The datasets selected in the hyperparameter experiments are Amazon Computers and IMDB-MULTI. In Fig. 3, the abscissa is the 5 different masking values of the node masking rate from 0.1 to 0.9, and the ordinate is the accuracy rate of the dataset. As can be seen from the figure on the left, the Amazon Computers dataset has the highest accuracy when the node mask rate reaches 0.7, and the lowest accuracy when the node mask rate reaches a minimum value of 0.1 and a maximum value of 0.9. In the figure on the right, the IMDB-MULTI dataset is also the most accurate when the node mask rate is 0.7, and the accuracy drops significantly when the mask rate reaches 0.9. Through the analysis of the experimental results, the low mask rate makes the reconstruction task of the model too simple to allow the model to learn the deep information in the graph. The high mask rate causes too much loss of graph information, making it impossible to perform the set node reconstruction task. In Fig. 4, it can also be observed that the model performs best when the mask rate of the edge is 0.5\(-\)0.7. It is similar to the node mask rate, too low and too high mask rate will degrade the model’s performance.

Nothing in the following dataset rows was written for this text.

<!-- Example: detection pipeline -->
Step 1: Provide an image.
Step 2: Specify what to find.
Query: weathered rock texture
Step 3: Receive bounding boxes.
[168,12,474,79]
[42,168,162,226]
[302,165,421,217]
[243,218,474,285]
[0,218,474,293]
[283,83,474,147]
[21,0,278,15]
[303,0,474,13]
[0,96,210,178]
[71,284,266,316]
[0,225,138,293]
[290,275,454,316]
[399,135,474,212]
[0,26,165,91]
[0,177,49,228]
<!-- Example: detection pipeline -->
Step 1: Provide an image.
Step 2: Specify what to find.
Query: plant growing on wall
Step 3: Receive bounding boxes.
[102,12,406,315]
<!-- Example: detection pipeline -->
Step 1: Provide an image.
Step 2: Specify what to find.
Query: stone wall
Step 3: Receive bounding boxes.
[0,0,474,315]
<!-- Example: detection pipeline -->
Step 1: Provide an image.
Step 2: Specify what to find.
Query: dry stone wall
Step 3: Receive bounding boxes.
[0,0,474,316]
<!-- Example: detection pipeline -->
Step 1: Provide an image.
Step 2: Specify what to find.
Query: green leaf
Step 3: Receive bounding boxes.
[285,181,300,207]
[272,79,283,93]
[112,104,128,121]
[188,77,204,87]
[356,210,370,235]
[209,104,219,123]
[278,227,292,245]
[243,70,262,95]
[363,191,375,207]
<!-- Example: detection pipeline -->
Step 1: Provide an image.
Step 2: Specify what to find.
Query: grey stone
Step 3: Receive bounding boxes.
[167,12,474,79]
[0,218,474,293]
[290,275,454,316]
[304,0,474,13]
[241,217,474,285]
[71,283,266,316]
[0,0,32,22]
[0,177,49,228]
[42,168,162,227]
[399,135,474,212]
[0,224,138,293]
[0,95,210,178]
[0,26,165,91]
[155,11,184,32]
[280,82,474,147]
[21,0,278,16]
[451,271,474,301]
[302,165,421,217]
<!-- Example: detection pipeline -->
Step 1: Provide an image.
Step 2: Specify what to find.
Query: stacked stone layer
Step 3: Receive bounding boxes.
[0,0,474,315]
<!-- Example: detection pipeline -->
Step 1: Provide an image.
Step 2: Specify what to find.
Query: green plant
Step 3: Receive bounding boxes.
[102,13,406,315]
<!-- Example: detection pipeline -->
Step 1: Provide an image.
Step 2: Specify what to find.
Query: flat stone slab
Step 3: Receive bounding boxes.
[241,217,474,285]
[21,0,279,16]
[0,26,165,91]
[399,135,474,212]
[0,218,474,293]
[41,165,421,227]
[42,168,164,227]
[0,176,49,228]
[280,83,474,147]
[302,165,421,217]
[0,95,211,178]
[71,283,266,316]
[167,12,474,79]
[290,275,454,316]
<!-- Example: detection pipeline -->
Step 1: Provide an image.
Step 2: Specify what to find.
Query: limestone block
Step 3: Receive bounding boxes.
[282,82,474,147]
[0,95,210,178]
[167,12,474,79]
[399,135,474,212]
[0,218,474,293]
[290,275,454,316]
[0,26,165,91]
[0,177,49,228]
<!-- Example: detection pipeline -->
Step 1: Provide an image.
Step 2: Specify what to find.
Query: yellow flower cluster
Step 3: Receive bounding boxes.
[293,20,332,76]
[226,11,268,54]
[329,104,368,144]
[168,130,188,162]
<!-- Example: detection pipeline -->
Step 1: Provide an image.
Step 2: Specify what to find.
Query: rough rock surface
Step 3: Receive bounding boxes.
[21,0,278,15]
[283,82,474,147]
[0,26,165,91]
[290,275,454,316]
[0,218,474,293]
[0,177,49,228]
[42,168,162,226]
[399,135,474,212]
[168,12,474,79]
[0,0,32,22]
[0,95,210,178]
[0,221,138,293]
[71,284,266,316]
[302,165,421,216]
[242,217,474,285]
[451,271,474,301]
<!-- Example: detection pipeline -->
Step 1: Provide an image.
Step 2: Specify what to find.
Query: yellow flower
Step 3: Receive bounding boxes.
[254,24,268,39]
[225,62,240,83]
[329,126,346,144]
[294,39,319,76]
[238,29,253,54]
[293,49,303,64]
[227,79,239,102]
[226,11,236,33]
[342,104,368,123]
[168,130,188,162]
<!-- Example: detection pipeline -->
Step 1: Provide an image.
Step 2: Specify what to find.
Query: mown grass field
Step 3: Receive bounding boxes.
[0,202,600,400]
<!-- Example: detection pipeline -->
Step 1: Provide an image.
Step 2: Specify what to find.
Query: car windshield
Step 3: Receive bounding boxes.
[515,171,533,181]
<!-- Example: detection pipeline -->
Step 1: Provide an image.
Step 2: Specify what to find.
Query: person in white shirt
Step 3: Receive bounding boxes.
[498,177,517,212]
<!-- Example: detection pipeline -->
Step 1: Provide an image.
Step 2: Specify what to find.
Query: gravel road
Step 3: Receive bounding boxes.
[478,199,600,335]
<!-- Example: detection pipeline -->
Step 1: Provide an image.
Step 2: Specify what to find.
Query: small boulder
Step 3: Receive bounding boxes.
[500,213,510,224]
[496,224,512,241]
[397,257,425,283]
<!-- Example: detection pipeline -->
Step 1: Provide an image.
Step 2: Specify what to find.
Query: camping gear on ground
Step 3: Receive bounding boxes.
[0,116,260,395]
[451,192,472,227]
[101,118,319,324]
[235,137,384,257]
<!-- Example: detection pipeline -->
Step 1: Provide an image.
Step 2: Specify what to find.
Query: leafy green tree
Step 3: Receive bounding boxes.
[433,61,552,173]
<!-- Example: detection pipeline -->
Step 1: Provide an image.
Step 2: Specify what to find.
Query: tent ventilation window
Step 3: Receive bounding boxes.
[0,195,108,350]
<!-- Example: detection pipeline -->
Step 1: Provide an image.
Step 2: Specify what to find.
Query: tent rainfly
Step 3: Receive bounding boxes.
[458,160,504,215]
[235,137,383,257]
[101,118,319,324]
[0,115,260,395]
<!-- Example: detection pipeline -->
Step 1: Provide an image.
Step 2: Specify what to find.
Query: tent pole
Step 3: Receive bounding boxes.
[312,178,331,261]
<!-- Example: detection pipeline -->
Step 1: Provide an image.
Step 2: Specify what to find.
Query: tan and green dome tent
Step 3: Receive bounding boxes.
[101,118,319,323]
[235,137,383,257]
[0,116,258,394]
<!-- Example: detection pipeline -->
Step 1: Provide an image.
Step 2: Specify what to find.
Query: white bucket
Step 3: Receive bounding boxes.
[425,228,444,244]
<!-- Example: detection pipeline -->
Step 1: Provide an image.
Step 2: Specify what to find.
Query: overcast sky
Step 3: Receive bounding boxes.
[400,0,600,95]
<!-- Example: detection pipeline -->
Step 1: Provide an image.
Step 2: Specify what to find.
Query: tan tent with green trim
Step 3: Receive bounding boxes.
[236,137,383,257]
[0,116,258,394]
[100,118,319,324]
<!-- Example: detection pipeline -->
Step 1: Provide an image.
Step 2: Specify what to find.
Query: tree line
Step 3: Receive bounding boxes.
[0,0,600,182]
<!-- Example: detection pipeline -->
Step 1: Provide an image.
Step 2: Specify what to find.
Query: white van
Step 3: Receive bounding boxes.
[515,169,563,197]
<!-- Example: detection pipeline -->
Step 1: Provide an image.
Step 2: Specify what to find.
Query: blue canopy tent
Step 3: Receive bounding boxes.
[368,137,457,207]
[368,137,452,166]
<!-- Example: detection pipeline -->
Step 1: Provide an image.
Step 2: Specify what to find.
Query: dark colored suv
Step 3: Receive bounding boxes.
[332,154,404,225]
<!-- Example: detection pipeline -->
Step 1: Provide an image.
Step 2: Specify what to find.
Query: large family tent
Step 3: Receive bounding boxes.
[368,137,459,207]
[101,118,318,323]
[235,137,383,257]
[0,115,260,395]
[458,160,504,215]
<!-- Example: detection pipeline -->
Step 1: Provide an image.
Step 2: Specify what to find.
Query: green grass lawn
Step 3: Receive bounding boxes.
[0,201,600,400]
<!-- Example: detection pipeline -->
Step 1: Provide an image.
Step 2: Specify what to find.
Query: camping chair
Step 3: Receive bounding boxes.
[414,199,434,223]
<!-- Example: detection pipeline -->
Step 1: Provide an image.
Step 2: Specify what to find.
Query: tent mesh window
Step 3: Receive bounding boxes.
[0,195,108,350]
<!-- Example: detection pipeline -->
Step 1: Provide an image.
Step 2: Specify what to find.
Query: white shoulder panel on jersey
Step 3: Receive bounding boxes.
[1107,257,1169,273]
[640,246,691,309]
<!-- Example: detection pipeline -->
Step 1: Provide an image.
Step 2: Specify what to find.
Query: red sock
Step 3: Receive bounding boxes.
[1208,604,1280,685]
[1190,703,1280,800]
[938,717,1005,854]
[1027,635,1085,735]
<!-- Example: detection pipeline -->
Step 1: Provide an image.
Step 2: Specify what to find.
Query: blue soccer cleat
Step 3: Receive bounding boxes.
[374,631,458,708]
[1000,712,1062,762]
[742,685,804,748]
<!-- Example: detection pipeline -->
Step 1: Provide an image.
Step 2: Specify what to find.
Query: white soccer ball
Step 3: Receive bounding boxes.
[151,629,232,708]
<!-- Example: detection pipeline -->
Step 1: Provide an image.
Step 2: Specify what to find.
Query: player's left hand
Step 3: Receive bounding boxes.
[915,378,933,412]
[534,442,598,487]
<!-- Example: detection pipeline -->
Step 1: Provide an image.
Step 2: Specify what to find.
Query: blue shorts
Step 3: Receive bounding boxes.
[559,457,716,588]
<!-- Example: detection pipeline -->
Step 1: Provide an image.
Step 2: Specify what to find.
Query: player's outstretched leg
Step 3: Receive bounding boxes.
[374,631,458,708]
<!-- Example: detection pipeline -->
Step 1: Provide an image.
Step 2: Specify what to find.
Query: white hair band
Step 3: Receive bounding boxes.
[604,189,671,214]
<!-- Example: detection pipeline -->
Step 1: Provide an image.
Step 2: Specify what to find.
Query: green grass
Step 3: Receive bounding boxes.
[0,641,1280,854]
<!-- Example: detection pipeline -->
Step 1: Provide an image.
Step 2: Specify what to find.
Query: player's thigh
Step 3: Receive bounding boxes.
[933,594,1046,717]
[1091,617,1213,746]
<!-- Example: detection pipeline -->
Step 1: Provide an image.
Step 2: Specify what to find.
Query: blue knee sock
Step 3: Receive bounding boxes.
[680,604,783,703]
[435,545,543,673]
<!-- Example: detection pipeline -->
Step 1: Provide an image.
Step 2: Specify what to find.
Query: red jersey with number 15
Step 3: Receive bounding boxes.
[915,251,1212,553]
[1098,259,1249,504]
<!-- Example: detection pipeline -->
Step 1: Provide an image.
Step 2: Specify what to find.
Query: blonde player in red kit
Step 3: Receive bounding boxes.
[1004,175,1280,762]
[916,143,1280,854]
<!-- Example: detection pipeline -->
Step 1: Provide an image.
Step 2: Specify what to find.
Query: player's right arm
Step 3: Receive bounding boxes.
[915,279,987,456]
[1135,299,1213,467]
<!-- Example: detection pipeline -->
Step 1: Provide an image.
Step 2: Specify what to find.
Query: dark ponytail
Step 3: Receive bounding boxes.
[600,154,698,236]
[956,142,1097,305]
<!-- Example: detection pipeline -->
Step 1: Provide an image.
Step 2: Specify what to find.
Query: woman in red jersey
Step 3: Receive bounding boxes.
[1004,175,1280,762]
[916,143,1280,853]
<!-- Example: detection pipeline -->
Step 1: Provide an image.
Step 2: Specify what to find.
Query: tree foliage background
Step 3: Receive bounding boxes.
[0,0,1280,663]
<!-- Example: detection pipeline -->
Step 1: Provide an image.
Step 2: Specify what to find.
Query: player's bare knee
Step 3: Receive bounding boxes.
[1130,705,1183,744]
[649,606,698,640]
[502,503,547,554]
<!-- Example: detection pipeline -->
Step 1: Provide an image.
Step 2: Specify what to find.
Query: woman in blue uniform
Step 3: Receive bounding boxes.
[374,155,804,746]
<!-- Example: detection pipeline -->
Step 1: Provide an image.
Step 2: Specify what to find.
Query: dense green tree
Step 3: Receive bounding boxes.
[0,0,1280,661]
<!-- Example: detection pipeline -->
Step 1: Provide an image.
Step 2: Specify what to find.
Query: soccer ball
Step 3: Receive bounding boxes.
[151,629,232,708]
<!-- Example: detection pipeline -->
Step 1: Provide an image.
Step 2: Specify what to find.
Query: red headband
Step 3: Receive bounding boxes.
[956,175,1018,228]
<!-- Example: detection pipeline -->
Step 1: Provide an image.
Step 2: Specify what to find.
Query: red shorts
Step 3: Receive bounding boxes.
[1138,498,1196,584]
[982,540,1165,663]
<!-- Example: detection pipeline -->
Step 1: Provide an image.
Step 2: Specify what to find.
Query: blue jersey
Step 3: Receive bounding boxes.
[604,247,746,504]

The final selected hyperparameters for all experiments in this paper are listed in Table 8.

4.5 Discussion

In this method, the final graph representation dimension is also very important for downstream tasks. The lower feature dimension can greatly reduce the training cost of the model, but it also leads to the loss of more information. The upper limit of the machine memory also limits the maximum value of the feature dimension. Therefore, we conduct experiments on multiple feature dimensions to observe their impact on model performance.

Fig. 5
figure 5

The impact of the embedding dimension d

We selected four datasets from the node classification task to observe the impact of the final graph representation feature dimension on downstream tasks. The four datasets are Citeseer, PubMed, CS, and Computers. Hyperparameter experiments were performed on these datasets in feature dimensions of 128, 256, 512, 1024 and 2048, respectively. The experimental results are shown in Fig. 5. It can be seen from the figure that the four datasets have achieved better experimental results in higher-dimensional feature representation. Among them, the accuracy of the CS dataset is around 93%, so the improvement observed in the figure is not obvious. However, compared with the feature dimension of 128, the feature dimension of 2048 still has an accuracy improvement of 0.4%. It is worth mentioning that the feature dimension of the Citseer dataset has the most obvious change. Compared with the feature dimension of 128, the accuracy of the feature dimension of 2048 is improved by 10.8%. It can be inferred from these experiments that our method achieves better downstream task performance with higher-dimensional node representations.

5 Conclusion

In this paper, we propose a node and edge dual-masked self-supervised graph representation method. For the first time, we propose to use two different decoders to reconstruct nodes and reconstruct edges. The method is validated on a total of 14 real-world datasets for graph node classification tasks and graph classification tasks. The experimental results demonstrate the effectiveness of the method. In the future, we plan to explore better ways to make edge reconstruction and node reconstruction better act on the model. And exploring generative models that are more suitable for self-supervised graph representation learning than existing methods.